The next instruction computes the simulation of a process with drift and diffusion coefficient both constants.
npaths = 50000; # the number of paths
nsteps = 100; # the number of points in each path
initial_t = 0 ;
final_t = 10 ;
stdsigma = sqrt((final_t - initial_t)/nsteps); # this is the sigma to SBM
# constant drift and constant diffusion coefficient
drift = 3
vol = 2
# the place where we will put the final values of the paths
zvalues = zeros(npaths) ;
for i in 1:npaths
tmpx = stdsigma * randn(nsteps)
tmpx[1] = 0
y = drift * linspace(initial_t,final_t,nsteps) + vol * cumsum(tmpx)
zvalues[i] = y[nsteps]
end
# now we just print the empirical values and the theoretical values
println("The mean value of the process is $(mean(zvalues))")
println("The theoretical value for the mean is $(drift*(final_t - initial_t))")

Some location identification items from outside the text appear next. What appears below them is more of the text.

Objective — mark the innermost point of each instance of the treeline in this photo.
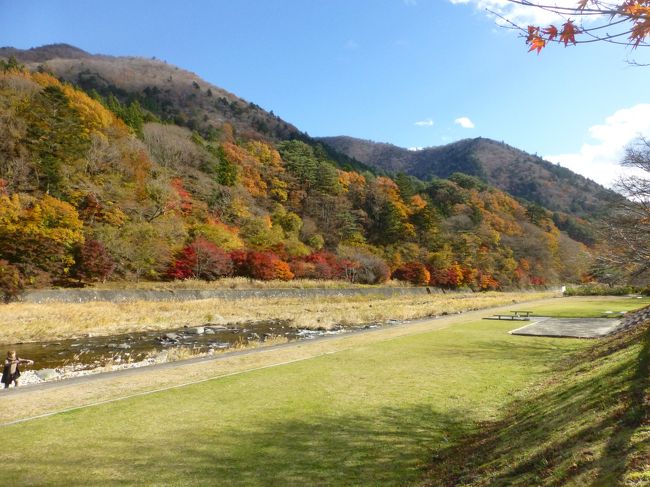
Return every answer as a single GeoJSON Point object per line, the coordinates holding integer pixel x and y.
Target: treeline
{"type": "Point", "coordinates": [94, 189]}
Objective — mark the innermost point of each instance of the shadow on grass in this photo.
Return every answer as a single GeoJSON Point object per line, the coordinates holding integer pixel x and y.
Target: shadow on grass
{"type": "Point", "coordinates": [389, 446]}
{"type": "Point", "coordinates": [579, 431]}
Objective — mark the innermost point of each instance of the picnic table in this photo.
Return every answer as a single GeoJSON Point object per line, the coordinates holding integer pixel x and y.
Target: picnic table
{"type": "Point", "coordinates": [515, 316]}
{"type": "Point", "coordinates": [523, 313]}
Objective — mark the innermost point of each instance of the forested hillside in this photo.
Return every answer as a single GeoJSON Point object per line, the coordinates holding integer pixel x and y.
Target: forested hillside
{"type": "Point", "coordinates": [95, 186]}
{"type": "Point", "coordinates": [518, 173]}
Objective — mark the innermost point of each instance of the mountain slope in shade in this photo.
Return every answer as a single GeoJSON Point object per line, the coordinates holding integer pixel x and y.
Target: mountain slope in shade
{"type": "Point", "coordinates": [171, 93]}
{"type": "Point", "coordinates": [515, 171]}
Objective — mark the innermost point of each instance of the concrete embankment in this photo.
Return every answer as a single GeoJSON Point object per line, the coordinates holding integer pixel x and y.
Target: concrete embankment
{"type": "Point", "coordinates": [90, 295]}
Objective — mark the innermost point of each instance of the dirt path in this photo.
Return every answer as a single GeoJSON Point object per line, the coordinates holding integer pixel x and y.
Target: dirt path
{"type": "Point", "coordinates": [35, 401]}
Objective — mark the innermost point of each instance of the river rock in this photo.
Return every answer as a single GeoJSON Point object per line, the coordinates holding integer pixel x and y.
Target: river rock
{"type": "Point", "coordinates": [47, 374]}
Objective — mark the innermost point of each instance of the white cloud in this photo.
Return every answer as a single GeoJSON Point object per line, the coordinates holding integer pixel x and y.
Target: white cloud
{"type": "Point", "coordinates": [599, 160]}
{"type": "Point", "coordinates": [424, 123]}
{"type": "Point", "coordinates": [464, 122]}
{"type": "Point", "coordinates": [519, 14]}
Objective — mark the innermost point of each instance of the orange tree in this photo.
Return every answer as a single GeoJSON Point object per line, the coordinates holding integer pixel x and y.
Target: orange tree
{"type": "Point", "coordinates": [618, 22]}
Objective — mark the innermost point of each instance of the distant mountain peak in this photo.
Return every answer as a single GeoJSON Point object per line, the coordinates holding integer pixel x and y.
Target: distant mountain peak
{"type": "Point", "coordinates": [44, 53]}
{"type": "Point", "coordinates": [515, 171]}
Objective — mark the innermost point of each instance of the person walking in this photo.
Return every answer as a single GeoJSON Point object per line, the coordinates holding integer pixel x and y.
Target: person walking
{"type": "Point", "coordinates": [11, 372]}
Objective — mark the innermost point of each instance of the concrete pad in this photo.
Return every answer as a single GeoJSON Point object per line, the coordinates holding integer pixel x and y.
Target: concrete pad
{"type": "Point", "coordinates": [569, 327]}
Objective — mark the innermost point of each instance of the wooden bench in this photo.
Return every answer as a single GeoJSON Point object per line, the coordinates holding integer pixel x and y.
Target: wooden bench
{"type": "Point", "coordinates": [526, 314]}
{"type": "Point", "coordinates": [508, 317]}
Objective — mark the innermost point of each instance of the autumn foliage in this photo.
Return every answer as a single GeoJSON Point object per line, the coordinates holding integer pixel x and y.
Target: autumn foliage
{"type": "Point", "coordinates": [413, 272]}
{"type": "Point", "coordinates": [201, 260]}
{"type": "Point", "coordinates": [624, 22]}
{"type": "Point", "coordinates": [85, 197]}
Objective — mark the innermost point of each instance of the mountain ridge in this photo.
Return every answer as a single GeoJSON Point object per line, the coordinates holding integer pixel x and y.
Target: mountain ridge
{"type": "Point", "coordinates": [513, 170]}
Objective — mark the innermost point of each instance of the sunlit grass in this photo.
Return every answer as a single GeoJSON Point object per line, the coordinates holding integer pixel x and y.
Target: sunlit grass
{"type": "Point", "coordinates": [373, 412]}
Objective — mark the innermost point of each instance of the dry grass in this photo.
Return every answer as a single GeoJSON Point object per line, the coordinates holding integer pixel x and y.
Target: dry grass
{"type": "Point", "coordinates": [25, 322]}
{"type": "Point", "coordinates": [238, 283]}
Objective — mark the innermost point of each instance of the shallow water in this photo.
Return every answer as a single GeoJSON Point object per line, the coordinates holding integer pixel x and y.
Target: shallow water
{"type": "Point", "coordinates": [92, 352]}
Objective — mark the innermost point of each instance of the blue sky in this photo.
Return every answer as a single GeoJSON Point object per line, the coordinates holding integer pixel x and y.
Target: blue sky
{"type": "Point", "coordinates": [408, 72]}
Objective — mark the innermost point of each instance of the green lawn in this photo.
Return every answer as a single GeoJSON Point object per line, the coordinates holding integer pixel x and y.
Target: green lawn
{"type": "Point", "coordinates": [377, 414]}
{"type": "Point", "coordinates": [588, 426]}
{"type": "Point", "coordinates": [587, 306]}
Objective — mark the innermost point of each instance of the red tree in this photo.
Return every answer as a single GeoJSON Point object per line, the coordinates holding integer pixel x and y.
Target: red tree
{"type": "Point", "coordinates": [202, 260]}
{"type": "Point", "coordinates": [92, 262]}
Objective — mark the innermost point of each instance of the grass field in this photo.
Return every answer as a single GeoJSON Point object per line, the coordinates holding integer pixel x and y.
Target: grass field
{"type": "Point", "coordinates": [376, 413]}
{"type": "Point", "coordinates": [32, 322]}
{"type": "Point", "coordinates": [587, 425]}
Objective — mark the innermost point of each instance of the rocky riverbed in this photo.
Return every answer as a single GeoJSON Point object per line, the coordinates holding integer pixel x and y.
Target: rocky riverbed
{"type": "Point", "coordinates": [93, 355]}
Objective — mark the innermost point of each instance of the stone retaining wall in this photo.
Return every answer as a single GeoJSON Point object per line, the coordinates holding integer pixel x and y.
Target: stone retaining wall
{"type": "Point", "coordinates": [89, 295]}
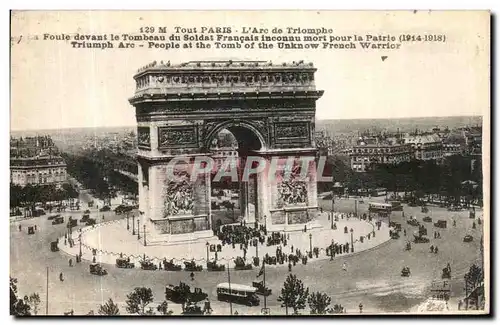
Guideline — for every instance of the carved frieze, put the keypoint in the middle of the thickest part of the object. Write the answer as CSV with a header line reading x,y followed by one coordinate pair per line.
x,y
177,136
288,130
228,79
292,190
178,196
143,137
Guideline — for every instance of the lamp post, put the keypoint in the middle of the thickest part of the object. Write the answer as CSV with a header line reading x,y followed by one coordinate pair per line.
x,y
331,251
207,244
80,238
352,241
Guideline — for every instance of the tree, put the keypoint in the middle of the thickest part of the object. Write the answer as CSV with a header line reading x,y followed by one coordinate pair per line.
x,y
109,308
163,308
18,307
293,294
183,292
473,279
319,303
34,302
138,299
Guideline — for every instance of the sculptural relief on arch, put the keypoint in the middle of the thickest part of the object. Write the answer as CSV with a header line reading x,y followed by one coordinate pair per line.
x,y
180,109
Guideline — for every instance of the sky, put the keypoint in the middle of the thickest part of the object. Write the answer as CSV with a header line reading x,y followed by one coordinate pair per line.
x,y
56,86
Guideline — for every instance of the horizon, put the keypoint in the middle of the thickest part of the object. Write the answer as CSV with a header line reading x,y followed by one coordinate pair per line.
x,y
317,119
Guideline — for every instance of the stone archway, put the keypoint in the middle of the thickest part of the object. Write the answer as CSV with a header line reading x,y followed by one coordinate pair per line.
x,y
179,108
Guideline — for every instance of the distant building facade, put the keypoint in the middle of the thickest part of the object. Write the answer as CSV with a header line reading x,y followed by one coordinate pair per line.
x,y
38,170
35,161
426,146
373,150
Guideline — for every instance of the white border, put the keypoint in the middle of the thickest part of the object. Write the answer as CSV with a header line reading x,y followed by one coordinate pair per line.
x,y
200,5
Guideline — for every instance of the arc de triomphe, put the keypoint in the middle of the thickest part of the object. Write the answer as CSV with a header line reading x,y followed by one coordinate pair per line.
x,y
180,109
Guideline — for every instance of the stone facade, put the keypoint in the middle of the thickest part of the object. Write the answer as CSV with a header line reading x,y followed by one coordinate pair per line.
x,y
270,109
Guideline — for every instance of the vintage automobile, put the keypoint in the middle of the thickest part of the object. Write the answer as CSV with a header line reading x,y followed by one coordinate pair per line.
x,y
454,208
440,224
213,266
397,226
52,217
198,295
446,272
422,230
105,209
413,222
261,289
394,234
182,292
191,266
192,309
72,223
123,209
240,264
171,266
54,247
468,238
124,263
97,269
58,220
148,265
408,246
419,238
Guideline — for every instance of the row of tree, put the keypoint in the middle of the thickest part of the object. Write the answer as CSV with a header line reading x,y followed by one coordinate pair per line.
x,y
295,296
28,195
454,178
99,174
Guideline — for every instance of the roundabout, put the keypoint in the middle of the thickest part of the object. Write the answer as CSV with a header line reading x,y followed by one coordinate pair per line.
x,y
110,240
373,275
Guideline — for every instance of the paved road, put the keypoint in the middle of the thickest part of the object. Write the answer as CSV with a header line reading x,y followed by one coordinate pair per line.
x,y
373,278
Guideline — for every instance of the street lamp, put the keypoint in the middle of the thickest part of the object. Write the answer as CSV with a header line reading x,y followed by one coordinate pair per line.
x,y
331,251
207,244
352,241
80,238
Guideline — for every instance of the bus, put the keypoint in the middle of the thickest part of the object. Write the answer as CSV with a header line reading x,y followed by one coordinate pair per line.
x,y
380,207
237,293
396,206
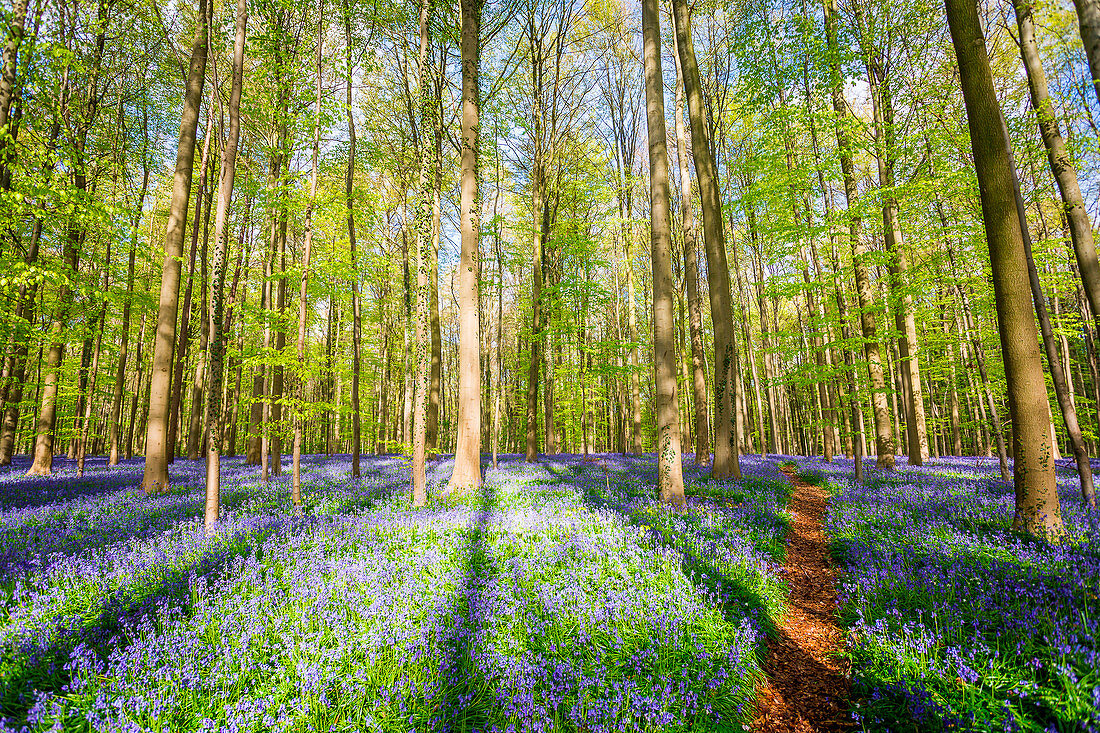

println("The standard deviation of the proces is $(std(zvalues))")
println("The theoretical value for std is $(vol * sqrt(final_t - initial_t))")
It may seems not very difficult to change the previous code in order to compute the same simulation with drift and diffusion coefficient both dependent on time. However, that is not the case. The deep reason for this is based again in the most fundamental principles of Itô's Calculus.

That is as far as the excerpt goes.